I’ve spent way too much thought power the past month trying to refine my fitness goals for 2018. Since I used to be a competitive dancer and cheerleader, always with a competition in sight, I’m struggling with the no end-point. Sure exercise for health ought to be enough of a driver… But it ain’t scratching the current itch.
Insert, I want to build more muscle = more hypertrophy training.
Without adding fat mass or “bulk”. This means building more overt muscle, whilst leaning out (or maintaining my current weight), essentially.
So this had me thinking?
Can you build muscle + lose fat?
A quick google search and read around (mostly on body building forums) might have you temptingly conclude “no” – with persuasive arguments around calorie surpluses and deficits. Respondents gripping earnestly to laws of thermodynamics and with little to no reference to the cellular and/or molecular biology.
Something like this:
- Building muscle requires energy storage. Fat burning requires energy loss. One is catabolic and the other anabolic.
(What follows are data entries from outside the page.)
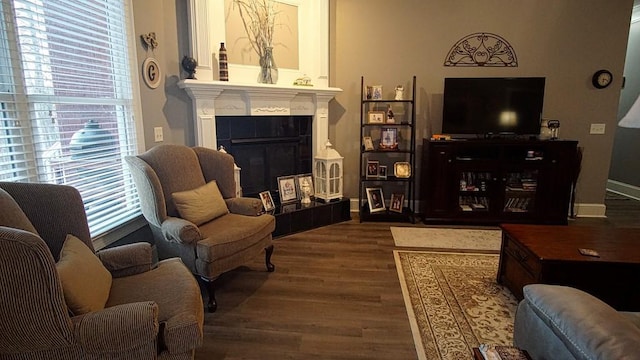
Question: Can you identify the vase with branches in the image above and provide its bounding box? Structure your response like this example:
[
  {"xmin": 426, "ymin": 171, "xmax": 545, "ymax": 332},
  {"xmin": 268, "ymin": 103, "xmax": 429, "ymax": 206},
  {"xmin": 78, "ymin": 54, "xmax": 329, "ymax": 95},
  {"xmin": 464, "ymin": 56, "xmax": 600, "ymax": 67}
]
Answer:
[{"xmin": 233, "ymin": 0, "xmax": 278, "ymax": 84}]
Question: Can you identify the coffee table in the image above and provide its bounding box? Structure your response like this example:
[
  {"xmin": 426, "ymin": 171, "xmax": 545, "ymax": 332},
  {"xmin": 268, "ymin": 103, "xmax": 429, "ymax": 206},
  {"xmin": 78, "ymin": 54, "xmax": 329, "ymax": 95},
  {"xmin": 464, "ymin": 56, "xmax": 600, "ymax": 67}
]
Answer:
[{"xmin": 497, "ymin": 224, "xmax": 640, "ymax": 311}]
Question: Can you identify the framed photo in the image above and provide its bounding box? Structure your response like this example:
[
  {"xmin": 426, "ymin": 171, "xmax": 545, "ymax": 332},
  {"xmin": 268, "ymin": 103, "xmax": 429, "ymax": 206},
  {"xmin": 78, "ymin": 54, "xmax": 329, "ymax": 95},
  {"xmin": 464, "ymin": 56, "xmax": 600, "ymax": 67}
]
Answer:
[
  {"xmin": 367, "ymin": 188, "xmax": 387, "ymax": 213},
  {"xmin": 366, "ymin": 160, "xmax": 380, "ymax": 179},
  {"xmin": 393, "ymin": 161, "xmax": 411, "ymax": 178},
  {"xmin": 380, "ymin": 128, "xmax": 398, "ymax": 150},
  {"xmin": 378, "ymin": 165, "xmax": 387, "ymax": 179},
  {"xmin": 362, "ymin": 136, "xmax": 375, "ymax": 151},
  {"xmin": 296, "ymin": 174, "xmax": 315, "ymax": 198},
  {"xmin": 367, "ymin": 111, "xmax": 385, "ymax": 124},
  {"xmin": 260, "ymin": 191, "xmax": 276, "ymax": 211},
  {"xmin": 278, "ymin": 175, "xmax": 298, "ymax": 204},
  {"xmin": 389, "ymin": 193, "xmax": 404, "ymax": 213},
  {"xmin": 280, "ymin": 203, "xmax": 298, "ymax": 214}
]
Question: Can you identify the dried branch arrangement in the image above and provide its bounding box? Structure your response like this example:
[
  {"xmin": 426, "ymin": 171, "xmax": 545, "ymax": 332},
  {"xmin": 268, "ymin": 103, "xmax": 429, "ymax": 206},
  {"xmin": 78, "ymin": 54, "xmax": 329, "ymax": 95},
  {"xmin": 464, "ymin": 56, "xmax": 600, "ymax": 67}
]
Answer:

- Ones requires an energy (calorie) surplus. The other requires an energy (calorie) deficit.
- And therefore the two cannot be harmonious. Or can they?
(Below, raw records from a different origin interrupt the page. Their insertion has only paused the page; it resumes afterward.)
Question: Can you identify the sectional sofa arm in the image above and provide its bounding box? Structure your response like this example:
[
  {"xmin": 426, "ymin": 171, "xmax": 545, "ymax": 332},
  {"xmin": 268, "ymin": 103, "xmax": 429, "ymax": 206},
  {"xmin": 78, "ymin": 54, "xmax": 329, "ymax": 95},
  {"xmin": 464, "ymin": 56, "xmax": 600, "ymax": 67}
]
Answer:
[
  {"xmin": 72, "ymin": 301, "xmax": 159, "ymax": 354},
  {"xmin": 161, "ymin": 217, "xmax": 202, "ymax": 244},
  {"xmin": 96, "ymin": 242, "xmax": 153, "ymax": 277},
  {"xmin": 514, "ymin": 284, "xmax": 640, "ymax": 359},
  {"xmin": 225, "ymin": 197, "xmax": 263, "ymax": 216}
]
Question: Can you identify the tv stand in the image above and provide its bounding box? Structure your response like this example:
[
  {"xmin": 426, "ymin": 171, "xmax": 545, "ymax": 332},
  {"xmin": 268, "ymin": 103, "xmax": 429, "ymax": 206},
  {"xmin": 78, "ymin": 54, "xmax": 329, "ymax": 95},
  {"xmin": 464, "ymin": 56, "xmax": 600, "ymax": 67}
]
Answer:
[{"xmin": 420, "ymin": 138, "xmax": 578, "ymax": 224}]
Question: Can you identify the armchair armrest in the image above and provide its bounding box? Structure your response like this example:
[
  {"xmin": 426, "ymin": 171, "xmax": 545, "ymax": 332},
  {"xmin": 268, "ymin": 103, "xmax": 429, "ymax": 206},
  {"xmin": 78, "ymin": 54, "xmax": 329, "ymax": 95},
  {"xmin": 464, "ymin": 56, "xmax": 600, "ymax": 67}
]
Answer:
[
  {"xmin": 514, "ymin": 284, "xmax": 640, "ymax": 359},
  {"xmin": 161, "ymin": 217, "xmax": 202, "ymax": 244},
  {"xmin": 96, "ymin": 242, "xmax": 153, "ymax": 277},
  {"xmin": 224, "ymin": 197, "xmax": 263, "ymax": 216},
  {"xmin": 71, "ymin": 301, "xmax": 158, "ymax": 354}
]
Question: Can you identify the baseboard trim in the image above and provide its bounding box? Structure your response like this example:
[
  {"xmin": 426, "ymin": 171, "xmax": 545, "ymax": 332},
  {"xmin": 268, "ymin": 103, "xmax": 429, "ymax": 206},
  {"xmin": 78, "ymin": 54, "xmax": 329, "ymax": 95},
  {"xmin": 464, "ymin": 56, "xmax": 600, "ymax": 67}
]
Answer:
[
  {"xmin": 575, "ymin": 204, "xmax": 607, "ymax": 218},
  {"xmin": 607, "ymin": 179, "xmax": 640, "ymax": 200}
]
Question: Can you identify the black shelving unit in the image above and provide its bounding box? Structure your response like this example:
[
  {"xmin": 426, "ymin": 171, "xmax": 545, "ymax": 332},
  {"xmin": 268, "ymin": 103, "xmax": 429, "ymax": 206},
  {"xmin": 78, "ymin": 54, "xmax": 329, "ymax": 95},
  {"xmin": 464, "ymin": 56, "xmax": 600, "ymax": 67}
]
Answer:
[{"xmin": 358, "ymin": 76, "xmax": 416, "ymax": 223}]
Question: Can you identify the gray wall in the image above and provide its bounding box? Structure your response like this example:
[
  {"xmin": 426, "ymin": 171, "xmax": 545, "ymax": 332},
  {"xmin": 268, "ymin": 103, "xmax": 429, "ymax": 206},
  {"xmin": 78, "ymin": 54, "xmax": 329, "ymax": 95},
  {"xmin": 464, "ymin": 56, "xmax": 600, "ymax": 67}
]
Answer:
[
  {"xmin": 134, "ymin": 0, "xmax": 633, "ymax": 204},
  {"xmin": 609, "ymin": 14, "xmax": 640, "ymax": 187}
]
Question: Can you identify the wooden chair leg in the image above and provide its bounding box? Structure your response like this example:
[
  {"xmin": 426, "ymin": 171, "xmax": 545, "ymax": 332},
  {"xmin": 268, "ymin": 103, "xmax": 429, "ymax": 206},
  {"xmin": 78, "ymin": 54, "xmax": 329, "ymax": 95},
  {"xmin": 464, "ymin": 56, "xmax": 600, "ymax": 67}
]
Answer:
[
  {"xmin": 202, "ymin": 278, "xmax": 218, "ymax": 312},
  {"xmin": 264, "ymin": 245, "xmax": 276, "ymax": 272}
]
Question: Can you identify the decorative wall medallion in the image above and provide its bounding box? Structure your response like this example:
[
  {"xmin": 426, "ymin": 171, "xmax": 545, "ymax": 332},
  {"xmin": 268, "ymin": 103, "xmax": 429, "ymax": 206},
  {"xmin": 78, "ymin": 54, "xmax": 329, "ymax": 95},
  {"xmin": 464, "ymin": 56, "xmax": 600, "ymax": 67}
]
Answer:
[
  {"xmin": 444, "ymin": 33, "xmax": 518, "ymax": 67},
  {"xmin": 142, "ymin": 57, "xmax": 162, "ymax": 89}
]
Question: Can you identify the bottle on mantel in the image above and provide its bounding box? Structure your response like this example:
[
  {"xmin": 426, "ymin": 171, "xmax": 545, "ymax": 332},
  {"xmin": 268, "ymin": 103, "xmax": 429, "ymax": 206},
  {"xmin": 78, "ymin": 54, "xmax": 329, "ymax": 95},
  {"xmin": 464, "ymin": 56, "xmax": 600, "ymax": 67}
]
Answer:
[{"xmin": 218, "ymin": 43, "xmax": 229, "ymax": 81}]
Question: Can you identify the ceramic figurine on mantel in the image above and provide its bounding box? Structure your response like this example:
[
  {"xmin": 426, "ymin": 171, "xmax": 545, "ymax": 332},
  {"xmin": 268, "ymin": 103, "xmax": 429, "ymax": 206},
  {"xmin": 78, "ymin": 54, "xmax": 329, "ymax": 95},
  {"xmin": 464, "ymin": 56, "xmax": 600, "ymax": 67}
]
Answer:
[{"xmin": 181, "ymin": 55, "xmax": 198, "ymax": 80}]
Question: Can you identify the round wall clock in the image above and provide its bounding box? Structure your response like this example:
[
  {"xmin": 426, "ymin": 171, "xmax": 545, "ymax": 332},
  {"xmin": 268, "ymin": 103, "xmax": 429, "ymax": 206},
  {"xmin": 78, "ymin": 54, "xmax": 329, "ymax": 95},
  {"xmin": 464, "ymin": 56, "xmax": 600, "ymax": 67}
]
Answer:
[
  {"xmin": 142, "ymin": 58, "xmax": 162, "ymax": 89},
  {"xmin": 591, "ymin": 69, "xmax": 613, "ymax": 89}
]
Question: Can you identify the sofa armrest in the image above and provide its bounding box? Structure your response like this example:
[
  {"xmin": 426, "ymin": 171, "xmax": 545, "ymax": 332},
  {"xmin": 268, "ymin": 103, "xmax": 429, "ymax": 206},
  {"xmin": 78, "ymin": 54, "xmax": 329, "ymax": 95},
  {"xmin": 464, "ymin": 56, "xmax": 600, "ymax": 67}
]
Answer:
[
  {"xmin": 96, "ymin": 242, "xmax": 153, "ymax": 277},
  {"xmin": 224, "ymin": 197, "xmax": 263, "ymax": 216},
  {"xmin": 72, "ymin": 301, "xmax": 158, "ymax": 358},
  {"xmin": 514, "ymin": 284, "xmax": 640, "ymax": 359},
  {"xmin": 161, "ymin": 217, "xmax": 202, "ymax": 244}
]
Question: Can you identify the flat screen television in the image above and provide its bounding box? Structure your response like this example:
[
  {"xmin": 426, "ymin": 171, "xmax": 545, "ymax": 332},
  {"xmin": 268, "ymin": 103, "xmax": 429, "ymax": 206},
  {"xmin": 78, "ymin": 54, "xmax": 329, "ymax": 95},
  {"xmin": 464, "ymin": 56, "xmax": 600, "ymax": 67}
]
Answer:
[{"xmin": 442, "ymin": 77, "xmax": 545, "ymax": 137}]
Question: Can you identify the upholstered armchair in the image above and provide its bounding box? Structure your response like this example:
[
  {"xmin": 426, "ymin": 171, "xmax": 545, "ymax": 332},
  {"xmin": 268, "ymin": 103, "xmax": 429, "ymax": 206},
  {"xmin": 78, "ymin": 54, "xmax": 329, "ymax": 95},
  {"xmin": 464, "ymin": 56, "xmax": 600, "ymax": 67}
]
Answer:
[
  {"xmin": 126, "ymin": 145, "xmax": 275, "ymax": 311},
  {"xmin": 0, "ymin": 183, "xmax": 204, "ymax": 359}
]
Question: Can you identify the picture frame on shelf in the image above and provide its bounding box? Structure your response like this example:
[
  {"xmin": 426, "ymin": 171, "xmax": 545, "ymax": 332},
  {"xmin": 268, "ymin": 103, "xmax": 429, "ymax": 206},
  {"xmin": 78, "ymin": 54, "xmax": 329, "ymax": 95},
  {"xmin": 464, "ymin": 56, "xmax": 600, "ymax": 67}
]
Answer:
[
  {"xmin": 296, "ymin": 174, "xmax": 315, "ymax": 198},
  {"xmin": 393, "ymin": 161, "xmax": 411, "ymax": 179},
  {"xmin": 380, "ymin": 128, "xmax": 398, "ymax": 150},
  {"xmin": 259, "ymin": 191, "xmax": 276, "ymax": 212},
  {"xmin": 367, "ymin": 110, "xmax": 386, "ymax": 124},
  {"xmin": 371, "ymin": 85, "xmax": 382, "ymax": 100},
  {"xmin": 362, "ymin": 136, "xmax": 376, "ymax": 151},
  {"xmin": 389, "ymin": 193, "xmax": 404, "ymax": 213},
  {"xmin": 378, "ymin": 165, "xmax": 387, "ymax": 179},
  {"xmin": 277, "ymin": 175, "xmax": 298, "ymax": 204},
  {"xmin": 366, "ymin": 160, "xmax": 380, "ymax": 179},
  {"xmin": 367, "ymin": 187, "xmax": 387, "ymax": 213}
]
The first of these points is true. The second lies in some grey area but is mostly true. And the third, well let’s explore further…
So after my initial scan of the big WWW…I wasn’t convinced, not without further evidence and delving into some of the scientific literature myself.
My science degree and postgraduate studies had taught me that muscle synthesis and fat metabolism are two distinct biochemical processes. Your body directs and prioritizes energy to muscle and fat tissue distinctly. So theoretically, it could be possible to burn fat and build muscle simultaneously.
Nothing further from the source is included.